There is no doubting that Jonjo Shelvey is a talented footballer. Still only 23, the Londoner has played for England at all levels and has six caps for the senior team. His recent £12 million move to Newcastle makes it four clubs already in his career. But why has the midfielder never really been able to settle at any of his previous clubs?
Many would suggest this comes down to his attitude and in many ways this is true, but it is also a result of untimely circumstances – first Liverpool and more recently at Swanse. With a fresh start and the love of the 50,000 Geordie faithful every week, Shelvey will flourish on Tyneside.
His debut performance at the weekend certainly showed promise as he was named man of the match, and showed his creativity on the ball and eye for a pass. He looked comfortable in his quarterback type role; a position that suits him down to the ground.
This is a shrewd bit of business by Toon boss Steve McClaren, not only because performances like the one against West Ham could almost single-handedly save Newcastle from relegation, but also because Shelvey is English.
Ever since the club signed Yohan Cabaye in 2011 from Lille, it feels like all other transfer business done since then has been aimed at tying to replicate that success.
Yes he was a snip at £6.5 million, but Graham Carr and the Newcastle scouts have repeatedly gone back to France on the hunt for more. Trying to find the next Cabaye though has proved unsuccessful on the whole and the fruits of their labour have been less than mouthwatering.
Since that signing in June 2011, no fewer than 12 players, the majority of them French-born, have made the journey to the north-east from Ligue 1 for fees ranging from £2 million (Haidara) to upwards of £12 million for the likes of Remy Cabella and Florian Thauvin.

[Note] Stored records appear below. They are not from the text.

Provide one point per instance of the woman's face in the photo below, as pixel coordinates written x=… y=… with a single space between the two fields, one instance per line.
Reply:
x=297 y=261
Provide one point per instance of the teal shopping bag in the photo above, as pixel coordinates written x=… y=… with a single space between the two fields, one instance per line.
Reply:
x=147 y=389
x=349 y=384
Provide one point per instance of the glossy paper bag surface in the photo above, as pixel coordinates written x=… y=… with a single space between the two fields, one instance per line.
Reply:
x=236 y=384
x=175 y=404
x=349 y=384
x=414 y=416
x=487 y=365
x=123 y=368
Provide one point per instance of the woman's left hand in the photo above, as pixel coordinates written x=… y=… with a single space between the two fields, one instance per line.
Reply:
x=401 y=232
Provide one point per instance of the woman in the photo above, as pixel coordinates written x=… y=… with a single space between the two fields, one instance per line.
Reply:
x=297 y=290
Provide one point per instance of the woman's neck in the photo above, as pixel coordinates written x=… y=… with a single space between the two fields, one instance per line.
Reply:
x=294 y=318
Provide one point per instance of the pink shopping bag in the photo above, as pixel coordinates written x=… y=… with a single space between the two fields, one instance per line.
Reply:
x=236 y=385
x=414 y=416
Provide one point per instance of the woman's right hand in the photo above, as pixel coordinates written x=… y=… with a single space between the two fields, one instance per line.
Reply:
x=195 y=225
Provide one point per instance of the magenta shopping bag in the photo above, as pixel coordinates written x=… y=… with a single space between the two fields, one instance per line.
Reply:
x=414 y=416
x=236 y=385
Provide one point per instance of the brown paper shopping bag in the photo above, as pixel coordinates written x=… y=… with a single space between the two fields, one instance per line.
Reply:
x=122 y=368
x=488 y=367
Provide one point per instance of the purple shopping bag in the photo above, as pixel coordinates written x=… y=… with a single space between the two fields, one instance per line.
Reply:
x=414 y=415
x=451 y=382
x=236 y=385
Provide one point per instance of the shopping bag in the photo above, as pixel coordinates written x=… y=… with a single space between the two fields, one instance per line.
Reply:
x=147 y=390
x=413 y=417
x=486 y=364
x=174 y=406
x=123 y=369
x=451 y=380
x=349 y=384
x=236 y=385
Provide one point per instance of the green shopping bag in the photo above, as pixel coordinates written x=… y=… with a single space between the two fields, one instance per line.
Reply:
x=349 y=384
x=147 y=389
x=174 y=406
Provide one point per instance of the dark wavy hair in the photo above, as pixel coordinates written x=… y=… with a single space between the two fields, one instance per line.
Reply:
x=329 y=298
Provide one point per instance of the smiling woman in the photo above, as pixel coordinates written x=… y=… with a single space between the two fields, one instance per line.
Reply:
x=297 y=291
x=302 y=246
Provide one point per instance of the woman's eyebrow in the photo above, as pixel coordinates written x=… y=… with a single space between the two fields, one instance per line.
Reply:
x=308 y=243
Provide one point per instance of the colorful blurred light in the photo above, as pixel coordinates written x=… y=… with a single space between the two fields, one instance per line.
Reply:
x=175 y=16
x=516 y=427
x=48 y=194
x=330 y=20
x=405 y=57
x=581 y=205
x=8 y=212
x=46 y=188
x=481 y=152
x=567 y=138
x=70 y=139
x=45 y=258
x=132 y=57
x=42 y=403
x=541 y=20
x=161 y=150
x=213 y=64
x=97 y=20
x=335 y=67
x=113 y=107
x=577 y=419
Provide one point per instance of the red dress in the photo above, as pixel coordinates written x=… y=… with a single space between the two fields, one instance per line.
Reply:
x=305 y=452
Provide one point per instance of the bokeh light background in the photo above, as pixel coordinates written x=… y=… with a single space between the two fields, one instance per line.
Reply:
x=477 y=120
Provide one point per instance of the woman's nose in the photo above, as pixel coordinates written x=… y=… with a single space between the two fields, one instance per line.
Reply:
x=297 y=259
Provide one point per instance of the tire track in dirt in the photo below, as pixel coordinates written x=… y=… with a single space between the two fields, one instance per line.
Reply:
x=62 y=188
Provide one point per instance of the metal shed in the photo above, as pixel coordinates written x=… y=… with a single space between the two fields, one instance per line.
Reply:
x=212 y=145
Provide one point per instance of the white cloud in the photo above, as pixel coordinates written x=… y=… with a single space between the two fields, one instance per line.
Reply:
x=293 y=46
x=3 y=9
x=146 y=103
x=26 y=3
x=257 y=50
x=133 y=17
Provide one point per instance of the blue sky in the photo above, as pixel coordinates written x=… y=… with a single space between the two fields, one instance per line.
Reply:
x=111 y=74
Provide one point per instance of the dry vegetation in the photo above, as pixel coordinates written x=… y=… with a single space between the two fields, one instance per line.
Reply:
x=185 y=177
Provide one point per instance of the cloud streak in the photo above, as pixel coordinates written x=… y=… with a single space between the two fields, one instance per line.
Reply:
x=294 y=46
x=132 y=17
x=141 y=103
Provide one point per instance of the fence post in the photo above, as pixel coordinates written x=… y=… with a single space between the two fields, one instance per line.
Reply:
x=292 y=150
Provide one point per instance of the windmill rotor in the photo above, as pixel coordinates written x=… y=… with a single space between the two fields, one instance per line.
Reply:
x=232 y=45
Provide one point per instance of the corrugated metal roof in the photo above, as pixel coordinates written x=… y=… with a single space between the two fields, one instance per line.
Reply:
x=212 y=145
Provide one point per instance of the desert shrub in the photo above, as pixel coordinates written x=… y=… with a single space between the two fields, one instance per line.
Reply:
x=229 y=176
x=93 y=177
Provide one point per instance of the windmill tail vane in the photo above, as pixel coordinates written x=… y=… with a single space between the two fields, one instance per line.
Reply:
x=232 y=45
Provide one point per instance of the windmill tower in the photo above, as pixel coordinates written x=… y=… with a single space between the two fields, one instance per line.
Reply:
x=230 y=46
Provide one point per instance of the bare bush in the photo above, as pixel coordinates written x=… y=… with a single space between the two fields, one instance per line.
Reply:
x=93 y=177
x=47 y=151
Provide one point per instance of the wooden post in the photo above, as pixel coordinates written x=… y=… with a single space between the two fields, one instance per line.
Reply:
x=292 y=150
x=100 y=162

Most of these signings have been flops. Time and time again these players come with no experience of the Premier League apart from what they have seen on TV and cannot cope with the frenetic pace and physical demands of the league.
Emmanuel Riviere, Sylvain Marveaux, Massaido Haidara, Roman Amalfitano, Mapou Yanga-Mbiwa, Yoan Gouffran along with Cabella and Thauvin have all made the trip north and failed to acclimatize.
Moussa Sissoko I would suggest is the only exception to the rule and his £2 million signing from Toulouse was good business. Mathieu Debuchy also had a good season before money and the lure of Champions League football at Arsenal proved too strong for him.
What I am trying to say is that it is all very well and good trying to find bargains abroad and quickly integrate them into a Premier League team, but history tells us that the majority of the time this does not work and with the cutthroat nature of the English top flight, you take too many wrong turns and before you know it, Championship football looms.
Newcastle have also relied heavily on the Dutch markets in recent times, again with a limited success. Shelvey provides a welcome change from the norm, and I think McClaren and owner Mike Ashley should consider scrapping the club’s previous transfer policy and look closer to home.
It seems that this is happening with other English talent being touted this window.
Still without an out-and-out goal scorer, the club is in the hunt for a striker and Saido Berahino’s name has been mentioned again over the last couple of weeks.
However, Newcastle would have to go beyond the £18million mark to get the England Under-21 international – a fee that would smash the club’s record of £16million paid for Michael Owen in 2005. The Magpies also have Spurs for company as they look to snap up the forward who was called up by England last season.
Berahino has had issues with West Brom and has not always seen eye to eye with Tony Pulis at the Hawthorns. It is thought he is admired by chief scout Carr and has been checked out consistently on UK scouting missions. Nonetheless, Newcastle are seemingly confident that they can get the youngster settled and focused on his football.
The bookies also have Andros Townsend as clear favourite to be a Newcastle player before the end of the window. Tottenham want £14million for the England international and a loan deal with a view to a permanent arrangement has also been discussed.
However Ashley has made it clear to managing director Lee Charnley that he is prepared to invest. Indeed, while Ashley took a back seat at St James’ Park at the end of last season in terms of boardroom discussions, he is still the club’s main benefactor and wants to be a Premier League club next season when the £5 billion TV deal for top-flight clubs gets under way.
In the current market, good, British players will cost inflated prices, but I see these as good investments and ones that can walk straight into the team without any time to adjust.
Bobby Robson had the right idea with a whole host of British talent in his squads. If Newcastle want consistency in the toughest league in the world and want to start to challenge for those higher positions again, they need to change their transfer policy and now is a good chance to be able to do so.